Минуты через две обсуждение деталей продолжилось в курилке. Серега Плевако, младший сержант, инструктор службы собак, отличник боевой и политической подготовки, а по совместительству главный свинорез (или свинокол?), как самый что ни на есть назначенный старший, начал решительно:
— Колоть надо, чую, только колоть! Только нож бы подлиннее, чем на свиню!
— Все бы вам, бульбашам, колоть! — взвился Петюня Попов, горячий малый из кубанских казаков. — Да где ты видел, шоб быка кололи? Его надо кувалдометром и в лоб! Оглушить, а потом за задние ноги подвешивать и кровь спускать! Ко-ло-оть! Это ж бы-ык, а не чучка, скворешня! Самого бы тебя…
— Такого оглушишь, как же! Ты его рога видел? — робко огрызался Серега.
— Сярога, не бзди! Я его закорчую, як той дуб у при дорози! Все будет в шоколаде, веришь?

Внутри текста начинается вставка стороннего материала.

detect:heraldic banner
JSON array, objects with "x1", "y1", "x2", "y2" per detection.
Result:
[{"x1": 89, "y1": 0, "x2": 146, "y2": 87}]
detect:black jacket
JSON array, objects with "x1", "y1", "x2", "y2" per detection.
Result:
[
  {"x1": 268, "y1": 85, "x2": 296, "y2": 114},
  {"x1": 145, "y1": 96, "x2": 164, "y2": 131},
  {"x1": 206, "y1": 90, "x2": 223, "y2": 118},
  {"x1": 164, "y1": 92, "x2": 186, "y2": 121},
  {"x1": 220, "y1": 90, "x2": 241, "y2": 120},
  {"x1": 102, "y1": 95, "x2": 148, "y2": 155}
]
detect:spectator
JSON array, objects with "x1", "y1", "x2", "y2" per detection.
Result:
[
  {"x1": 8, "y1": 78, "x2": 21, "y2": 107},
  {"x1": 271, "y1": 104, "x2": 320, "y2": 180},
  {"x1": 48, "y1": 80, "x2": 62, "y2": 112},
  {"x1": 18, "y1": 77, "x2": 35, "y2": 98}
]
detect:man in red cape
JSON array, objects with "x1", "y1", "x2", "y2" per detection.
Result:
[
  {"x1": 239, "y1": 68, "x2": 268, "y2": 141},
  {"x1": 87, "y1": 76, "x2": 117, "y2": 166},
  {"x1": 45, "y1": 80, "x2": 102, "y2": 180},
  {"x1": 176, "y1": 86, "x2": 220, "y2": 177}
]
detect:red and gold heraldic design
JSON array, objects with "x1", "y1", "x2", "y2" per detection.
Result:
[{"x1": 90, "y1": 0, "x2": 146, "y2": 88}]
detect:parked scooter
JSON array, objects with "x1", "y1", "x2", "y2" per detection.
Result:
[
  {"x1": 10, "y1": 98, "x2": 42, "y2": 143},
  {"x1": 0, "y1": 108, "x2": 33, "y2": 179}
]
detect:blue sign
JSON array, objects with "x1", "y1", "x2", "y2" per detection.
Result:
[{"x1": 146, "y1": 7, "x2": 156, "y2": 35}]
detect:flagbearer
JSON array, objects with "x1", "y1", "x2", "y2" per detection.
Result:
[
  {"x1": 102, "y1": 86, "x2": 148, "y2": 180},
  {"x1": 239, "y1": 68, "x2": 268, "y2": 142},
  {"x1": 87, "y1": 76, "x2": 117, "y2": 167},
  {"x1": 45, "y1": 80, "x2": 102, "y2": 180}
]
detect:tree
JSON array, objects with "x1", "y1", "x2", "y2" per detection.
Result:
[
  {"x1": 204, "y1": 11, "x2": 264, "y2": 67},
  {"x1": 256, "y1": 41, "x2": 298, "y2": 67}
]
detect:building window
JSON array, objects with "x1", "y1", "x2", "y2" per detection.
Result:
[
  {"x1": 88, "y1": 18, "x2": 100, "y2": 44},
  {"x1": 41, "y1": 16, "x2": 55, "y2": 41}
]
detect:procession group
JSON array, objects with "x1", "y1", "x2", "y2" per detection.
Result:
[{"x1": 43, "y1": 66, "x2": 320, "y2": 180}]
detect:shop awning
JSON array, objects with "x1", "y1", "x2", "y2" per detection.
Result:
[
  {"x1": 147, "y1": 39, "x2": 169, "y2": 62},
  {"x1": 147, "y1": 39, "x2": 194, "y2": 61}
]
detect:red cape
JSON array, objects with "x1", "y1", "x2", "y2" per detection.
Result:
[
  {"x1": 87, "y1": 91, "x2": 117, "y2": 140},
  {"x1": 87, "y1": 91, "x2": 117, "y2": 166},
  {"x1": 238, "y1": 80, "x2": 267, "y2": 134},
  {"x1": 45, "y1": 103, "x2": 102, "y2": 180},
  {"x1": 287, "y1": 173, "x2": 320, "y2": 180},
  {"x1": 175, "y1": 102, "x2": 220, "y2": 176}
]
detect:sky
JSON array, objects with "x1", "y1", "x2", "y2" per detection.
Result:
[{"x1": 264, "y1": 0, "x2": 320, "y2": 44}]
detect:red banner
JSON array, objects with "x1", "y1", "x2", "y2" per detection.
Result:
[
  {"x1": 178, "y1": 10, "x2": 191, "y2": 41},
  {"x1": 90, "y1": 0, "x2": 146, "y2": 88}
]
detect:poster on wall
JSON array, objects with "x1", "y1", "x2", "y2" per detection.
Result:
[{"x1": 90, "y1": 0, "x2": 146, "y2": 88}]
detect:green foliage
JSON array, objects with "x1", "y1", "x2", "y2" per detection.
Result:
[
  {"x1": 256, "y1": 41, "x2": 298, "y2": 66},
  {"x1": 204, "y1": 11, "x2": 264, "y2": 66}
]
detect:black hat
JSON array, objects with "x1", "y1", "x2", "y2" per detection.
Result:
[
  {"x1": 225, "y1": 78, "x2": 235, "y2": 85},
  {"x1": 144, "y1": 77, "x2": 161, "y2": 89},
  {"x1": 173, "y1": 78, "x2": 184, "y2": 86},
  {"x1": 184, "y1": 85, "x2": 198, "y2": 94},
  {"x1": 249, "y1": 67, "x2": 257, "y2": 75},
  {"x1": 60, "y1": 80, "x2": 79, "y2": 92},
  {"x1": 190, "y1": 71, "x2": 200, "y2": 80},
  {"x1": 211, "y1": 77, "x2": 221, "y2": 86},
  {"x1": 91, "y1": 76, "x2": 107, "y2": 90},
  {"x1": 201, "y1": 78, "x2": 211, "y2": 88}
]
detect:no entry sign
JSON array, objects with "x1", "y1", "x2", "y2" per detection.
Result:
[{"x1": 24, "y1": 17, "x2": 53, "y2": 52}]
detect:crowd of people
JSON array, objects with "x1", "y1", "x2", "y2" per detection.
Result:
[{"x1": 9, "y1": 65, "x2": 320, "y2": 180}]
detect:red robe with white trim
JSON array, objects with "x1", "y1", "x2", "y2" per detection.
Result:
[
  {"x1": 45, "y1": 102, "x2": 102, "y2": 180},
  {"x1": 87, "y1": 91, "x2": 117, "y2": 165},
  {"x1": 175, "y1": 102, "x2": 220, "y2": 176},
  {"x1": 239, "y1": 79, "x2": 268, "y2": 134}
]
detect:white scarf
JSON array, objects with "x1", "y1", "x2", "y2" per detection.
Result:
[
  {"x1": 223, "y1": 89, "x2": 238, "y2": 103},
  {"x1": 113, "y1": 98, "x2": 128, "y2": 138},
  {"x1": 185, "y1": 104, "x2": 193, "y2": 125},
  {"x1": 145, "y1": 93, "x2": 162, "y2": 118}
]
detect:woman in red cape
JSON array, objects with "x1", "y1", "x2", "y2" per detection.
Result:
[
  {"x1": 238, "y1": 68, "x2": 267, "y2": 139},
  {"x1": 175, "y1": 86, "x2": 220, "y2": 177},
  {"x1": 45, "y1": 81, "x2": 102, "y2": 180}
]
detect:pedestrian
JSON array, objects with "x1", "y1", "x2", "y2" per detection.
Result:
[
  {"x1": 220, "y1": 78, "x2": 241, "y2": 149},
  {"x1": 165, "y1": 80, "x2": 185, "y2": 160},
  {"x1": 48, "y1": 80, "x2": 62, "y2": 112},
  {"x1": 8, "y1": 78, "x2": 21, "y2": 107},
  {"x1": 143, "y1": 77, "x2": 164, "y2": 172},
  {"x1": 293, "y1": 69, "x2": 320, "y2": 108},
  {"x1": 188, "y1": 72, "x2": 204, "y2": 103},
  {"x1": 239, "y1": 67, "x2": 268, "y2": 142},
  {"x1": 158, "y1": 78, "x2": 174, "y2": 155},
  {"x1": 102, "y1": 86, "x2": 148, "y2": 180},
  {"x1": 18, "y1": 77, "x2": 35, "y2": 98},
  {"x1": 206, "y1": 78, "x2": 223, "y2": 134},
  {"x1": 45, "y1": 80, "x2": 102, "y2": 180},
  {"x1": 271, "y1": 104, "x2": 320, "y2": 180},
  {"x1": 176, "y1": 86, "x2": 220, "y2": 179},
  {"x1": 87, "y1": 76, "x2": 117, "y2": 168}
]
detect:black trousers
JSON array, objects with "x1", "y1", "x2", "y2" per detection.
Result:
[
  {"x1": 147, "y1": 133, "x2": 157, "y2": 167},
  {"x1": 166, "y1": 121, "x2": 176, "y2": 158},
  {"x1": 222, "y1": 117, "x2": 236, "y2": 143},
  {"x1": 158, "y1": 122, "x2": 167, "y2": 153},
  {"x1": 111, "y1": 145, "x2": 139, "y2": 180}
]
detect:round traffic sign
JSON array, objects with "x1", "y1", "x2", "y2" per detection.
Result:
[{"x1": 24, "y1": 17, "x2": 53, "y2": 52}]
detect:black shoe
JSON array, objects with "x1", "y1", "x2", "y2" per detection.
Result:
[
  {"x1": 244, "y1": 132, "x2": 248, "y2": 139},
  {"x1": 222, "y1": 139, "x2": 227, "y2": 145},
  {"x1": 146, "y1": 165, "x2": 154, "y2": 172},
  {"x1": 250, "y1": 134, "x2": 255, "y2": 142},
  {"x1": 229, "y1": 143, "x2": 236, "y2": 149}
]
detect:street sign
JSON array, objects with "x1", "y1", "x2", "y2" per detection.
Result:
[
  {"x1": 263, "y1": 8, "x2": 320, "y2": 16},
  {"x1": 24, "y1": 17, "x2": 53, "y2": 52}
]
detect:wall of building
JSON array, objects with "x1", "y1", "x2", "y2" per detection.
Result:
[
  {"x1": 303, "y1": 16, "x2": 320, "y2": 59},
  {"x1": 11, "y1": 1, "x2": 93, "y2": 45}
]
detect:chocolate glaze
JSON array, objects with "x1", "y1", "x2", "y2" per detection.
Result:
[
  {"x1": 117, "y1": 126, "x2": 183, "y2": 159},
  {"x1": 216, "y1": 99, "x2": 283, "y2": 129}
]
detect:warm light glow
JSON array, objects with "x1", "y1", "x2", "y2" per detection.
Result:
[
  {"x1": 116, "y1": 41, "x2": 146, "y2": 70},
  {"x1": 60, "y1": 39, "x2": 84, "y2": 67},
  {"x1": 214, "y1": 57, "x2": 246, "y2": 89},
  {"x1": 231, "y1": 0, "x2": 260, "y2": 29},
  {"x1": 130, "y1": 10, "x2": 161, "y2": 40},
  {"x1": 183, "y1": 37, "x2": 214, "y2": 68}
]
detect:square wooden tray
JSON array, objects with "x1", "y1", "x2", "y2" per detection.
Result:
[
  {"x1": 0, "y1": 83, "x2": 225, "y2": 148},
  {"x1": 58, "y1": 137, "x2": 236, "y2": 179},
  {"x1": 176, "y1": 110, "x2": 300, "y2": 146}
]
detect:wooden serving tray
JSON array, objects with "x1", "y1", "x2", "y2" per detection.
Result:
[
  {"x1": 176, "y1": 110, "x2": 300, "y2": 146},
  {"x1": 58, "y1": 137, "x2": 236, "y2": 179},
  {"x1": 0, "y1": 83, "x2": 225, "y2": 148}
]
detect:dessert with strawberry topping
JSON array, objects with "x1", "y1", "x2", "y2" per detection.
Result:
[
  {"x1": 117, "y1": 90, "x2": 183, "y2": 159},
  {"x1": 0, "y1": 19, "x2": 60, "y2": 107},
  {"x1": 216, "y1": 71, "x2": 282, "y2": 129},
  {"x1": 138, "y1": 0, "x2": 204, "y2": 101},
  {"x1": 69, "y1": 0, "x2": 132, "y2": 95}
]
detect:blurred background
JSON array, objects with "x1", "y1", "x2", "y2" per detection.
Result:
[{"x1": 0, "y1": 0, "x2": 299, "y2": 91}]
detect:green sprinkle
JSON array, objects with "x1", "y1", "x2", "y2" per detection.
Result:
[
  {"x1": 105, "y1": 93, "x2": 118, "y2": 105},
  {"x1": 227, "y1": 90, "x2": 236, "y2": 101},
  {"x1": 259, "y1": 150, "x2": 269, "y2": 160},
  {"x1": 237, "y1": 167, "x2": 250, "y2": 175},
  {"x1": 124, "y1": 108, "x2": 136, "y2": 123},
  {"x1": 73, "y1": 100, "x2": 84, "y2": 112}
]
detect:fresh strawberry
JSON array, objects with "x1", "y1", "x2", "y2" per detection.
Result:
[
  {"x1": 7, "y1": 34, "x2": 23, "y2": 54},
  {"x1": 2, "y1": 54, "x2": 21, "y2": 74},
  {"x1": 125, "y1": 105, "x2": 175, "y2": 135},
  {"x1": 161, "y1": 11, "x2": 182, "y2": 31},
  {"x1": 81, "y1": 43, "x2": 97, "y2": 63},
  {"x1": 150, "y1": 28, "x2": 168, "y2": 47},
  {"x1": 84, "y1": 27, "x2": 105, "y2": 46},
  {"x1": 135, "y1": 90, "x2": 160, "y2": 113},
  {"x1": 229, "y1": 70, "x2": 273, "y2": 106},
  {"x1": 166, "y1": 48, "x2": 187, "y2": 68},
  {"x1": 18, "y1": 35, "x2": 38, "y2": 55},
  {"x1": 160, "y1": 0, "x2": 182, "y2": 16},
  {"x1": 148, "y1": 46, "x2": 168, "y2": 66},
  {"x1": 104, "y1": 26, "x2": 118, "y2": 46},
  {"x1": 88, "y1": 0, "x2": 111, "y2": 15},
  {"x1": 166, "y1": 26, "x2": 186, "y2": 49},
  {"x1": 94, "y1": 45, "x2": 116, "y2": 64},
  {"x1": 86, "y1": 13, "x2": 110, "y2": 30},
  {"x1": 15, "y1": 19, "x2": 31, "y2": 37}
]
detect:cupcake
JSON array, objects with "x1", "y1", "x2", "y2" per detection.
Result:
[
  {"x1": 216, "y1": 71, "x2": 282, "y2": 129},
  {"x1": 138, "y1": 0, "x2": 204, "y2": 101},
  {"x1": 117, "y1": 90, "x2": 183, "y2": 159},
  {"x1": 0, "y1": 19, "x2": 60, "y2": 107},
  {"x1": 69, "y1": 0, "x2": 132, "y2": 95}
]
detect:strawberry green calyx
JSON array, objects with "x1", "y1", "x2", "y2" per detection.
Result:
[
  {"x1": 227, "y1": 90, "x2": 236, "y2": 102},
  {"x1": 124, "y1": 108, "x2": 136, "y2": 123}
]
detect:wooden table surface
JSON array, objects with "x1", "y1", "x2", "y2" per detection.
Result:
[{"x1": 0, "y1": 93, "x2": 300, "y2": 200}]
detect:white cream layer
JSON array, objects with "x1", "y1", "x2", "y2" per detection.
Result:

В Петюне был центнер живого веса, а кулаки — размером с человечью голову. Поэтому все как-то сразу ему поверили — этот может.
Тут встрял наш повар:
— Пацаны, а я слыхал, что быку, когда его бьют, надо сразу того, яйца отрезать!
— На хрена?
— Говорят, что его когда по башке бьют, у него от испуга какая-то фигня из яиц в кровь впрыскивается и мясо потом горчит и долго не хранится.
— Какая такая фигня? Сперма, что ли?
— Да нет, ну типа желчи, но не желчь. Вроде моча, или нет? Короче. Я за что купил, за то и продаю.
— Блин, слышал звон…
— Да не, парни, точно, я тоже такую басню слыхал, есть такое дело, — поддержал «удачную» мысль Плевако. — Мужики у нас в деревне промеж себя как-то говорили за это дело. У свиней — тот же случай: вон кабанчика когда на мясо годуют, так его «выложить» надо сразу, еще поросенком! Они даже по-разному называются: ежели с яйцами — это кабан, а коли сразу кастрированный — то это хряк!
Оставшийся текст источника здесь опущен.